[CVPR24 Vision Foundation Models Tutorial] Video and 3D Generation by Kevin Lin
bilibili: https://www.bilibili.com/video/BV12T421e7TG
In this talk, I will provide a brief review of recent advancements in video and 3D generation. Diffusion models have made significant advancements in recent years, especially for video generation. The results, as seen in the slides, are quite impressive. Progress has been made from low to high resolution video, extending from very short, four-second clips to one-minute-long videos, while preserving the correct identity and maintaining 3D consistency. An important takeaway from the SORA research is that researchers have found that developing a video generation model is a very promising path toward building a general-purpose simulator.

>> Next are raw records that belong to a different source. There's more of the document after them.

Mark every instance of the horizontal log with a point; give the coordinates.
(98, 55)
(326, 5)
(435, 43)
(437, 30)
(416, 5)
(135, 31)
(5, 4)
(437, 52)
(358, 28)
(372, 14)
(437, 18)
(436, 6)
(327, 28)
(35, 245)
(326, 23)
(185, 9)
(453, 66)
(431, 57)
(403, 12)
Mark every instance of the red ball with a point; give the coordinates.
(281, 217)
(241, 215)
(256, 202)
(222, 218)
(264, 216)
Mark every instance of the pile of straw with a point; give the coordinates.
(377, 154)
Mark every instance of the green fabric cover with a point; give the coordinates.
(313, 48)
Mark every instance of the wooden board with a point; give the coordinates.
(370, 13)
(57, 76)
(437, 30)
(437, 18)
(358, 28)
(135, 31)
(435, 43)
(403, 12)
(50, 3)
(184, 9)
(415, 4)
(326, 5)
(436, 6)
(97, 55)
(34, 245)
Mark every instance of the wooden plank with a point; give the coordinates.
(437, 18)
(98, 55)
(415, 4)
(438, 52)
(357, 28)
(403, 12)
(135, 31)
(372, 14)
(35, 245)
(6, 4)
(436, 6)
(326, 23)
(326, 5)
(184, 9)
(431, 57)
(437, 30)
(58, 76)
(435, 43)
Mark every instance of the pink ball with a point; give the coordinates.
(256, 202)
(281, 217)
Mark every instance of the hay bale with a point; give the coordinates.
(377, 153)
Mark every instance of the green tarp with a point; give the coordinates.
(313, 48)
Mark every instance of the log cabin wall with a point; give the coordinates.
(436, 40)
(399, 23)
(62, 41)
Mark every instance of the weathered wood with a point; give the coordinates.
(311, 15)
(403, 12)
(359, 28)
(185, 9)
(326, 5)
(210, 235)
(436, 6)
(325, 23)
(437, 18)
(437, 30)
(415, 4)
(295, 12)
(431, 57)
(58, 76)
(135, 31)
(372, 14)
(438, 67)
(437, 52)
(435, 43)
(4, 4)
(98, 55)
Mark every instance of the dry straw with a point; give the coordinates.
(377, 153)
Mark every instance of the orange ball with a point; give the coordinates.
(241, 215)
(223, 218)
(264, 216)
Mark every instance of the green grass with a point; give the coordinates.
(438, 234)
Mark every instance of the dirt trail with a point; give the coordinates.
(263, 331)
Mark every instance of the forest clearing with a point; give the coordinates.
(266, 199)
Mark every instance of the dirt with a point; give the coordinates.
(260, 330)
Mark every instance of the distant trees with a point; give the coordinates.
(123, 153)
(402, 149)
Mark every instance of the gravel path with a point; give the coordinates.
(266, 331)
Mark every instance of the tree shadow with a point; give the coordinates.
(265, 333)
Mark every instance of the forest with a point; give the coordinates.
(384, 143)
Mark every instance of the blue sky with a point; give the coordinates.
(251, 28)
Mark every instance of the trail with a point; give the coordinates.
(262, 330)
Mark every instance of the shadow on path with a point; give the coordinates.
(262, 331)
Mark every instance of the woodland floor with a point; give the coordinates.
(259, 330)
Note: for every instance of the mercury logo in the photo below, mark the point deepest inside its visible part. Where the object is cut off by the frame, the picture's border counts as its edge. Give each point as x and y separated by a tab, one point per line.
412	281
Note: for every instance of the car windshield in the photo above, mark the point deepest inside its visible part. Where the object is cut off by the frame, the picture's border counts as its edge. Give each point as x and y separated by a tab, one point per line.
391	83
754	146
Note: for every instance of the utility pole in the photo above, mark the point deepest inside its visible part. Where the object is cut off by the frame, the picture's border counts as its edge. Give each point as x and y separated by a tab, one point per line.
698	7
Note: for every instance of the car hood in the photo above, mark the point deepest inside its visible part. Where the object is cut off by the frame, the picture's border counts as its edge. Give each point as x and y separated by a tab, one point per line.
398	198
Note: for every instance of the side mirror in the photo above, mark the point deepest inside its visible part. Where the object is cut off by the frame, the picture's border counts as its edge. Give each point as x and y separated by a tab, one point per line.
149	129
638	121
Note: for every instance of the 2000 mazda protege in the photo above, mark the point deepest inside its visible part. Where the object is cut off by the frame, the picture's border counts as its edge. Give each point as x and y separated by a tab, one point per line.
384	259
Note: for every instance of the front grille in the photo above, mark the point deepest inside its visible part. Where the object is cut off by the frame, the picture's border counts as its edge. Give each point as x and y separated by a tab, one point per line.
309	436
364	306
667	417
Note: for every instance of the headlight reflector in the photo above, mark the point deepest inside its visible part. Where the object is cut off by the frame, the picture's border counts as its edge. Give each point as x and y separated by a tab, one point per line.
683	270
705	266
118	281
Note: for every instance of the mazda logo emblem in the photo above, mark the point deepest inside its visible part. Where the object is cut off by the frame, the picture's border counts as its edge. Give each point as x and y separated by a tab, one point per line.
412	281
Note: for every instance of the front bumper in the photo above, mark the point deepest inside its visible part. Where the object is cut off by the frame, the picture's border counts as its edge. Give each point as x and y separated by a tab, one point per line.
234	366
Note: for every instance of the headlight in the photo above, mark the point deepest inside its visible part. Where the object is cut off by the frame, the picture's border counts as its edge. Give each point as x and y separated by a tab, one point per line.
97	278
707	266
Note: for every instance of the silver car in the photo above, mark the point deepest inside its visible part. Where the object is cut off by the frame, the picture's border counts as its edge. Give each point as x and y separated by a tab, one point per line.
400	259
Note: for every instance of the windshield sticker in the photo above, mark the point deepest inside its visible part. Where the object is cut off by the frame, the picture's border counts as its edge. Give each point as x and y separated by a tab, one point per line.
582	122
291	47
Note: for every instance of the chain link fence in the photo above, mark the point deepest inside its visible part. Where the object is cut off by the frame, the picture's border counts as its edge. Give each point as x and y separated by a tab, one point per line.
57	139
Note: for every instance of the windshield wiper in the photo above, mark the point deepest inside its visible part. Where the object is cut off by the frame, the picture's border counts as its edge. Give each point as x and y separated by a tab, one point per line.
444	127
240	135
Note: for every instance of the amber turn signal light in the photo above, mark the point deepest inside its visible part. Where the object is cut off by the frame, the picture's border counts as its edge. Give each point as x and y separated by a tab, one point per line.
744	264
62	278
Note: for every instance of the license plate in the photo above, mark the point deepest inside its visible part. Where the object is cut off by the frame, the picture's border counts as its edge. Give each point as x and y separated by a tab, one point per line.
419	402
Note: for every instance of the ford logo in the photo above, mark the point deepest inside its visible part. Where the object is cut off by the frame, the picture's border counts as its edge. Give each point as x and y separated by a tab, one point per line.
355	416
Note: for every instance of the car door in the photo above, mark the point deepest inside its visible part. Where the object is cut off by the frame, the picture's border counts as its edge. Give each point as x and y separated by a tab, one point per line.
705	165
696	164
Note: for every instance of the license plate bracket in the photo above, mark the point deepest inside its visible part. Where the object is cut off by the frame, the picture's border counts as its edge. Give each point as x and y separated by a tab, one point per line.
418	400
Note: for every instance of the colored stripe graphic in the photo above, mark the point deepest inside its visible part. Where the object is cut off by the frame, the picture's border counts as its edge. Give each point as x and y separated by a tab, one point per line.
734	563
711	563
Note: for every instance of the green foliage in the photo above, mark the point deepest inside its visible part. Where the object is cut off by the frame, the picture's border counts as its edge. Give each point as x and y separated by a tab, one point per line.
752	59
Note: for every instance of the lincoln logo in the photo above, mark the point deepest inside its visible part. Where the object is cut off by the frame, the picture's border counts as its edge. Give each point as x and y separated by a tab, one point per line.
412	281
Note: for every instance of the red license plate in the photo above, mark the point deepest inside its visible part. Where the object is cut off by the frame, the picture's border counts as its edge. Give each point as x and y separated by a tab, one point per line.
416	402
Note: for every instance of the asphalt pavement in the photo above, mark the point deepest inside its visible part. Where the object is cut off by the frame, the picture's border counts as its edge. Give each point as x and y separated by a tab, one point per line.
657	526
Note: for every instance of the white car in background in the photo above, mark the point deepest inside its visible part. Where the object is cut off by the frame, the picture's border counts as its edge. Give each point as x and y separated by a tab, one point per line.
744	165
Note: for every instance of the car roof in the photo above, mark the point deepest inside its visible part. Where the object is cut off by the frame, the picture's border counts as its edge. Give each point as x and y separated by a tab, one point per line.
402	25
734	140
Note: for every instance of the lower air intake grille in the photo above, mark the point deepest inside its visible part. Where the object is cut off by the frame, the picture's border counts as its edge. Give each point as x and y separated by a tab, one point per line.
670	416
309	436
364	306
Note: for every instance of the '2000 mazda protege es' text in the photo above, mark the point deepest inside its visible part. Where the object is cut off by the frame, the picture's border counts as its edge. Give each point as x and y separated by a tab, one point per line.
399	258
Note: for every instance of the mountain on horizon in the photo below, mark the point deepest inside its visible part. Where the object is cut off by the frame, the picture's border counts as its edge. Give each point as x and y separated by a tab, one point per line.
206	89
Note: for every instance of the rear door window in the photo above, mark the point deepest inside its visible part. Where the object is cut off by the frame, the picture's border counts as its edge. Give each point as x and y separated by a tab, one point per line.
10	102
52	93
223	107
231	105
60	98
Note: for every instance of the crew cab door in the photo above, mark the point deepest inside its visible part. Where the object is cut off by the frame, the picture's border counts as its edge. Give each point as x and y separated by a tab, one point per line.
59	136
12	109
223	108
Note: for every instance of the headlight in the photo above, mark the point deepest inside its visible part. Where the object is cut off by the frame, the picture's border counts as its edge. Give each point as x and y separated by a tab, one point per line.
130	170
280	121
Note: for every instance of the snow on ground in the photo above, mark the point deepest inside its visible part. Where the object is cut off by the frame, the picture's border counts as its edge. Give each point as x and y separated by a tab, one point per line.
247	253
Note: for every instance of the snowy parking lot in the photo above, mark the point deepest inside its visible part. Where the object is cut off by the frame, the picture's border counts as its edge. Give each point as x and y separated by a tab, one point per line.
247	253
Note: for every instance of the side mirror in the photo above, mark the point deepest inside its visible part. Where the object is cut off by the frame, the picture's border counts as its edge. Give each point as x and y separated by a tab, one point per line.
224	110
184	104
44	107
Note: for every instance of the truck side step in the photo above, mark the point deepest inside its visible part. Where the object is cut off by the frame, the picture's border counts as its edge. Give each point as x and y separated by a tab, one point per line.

For the physical world, here is the outline for today's presentation. We will start by introducing the development of video diffusion models, followed by several key observations in the latest video generation research. Next, we will discuss some rapidly growing topics this year. Firstly, an important and exciting topic is developing a training-efficient approach for building video diffusion models. Secondly, we will also explore accelerating video diffusion inference, focusing mainly on few-step diffusion distillation for the video diffusion model. Lastly, we will cover topics related to generating diverse video content, such as long video generation, video editing, and 3D generation. A representative task in video generation is creating video from text, commonly referred to as text-to-video or T2V. Given an input text prompt as shown in the slide, the goal of video generation is to produce a video that accurately represents the provided text description. This is related to the previous discussion on text-to-image generation. One significant challenge, or the main difference, is addressing coherent and consistent visual element generation across the temporal dimension.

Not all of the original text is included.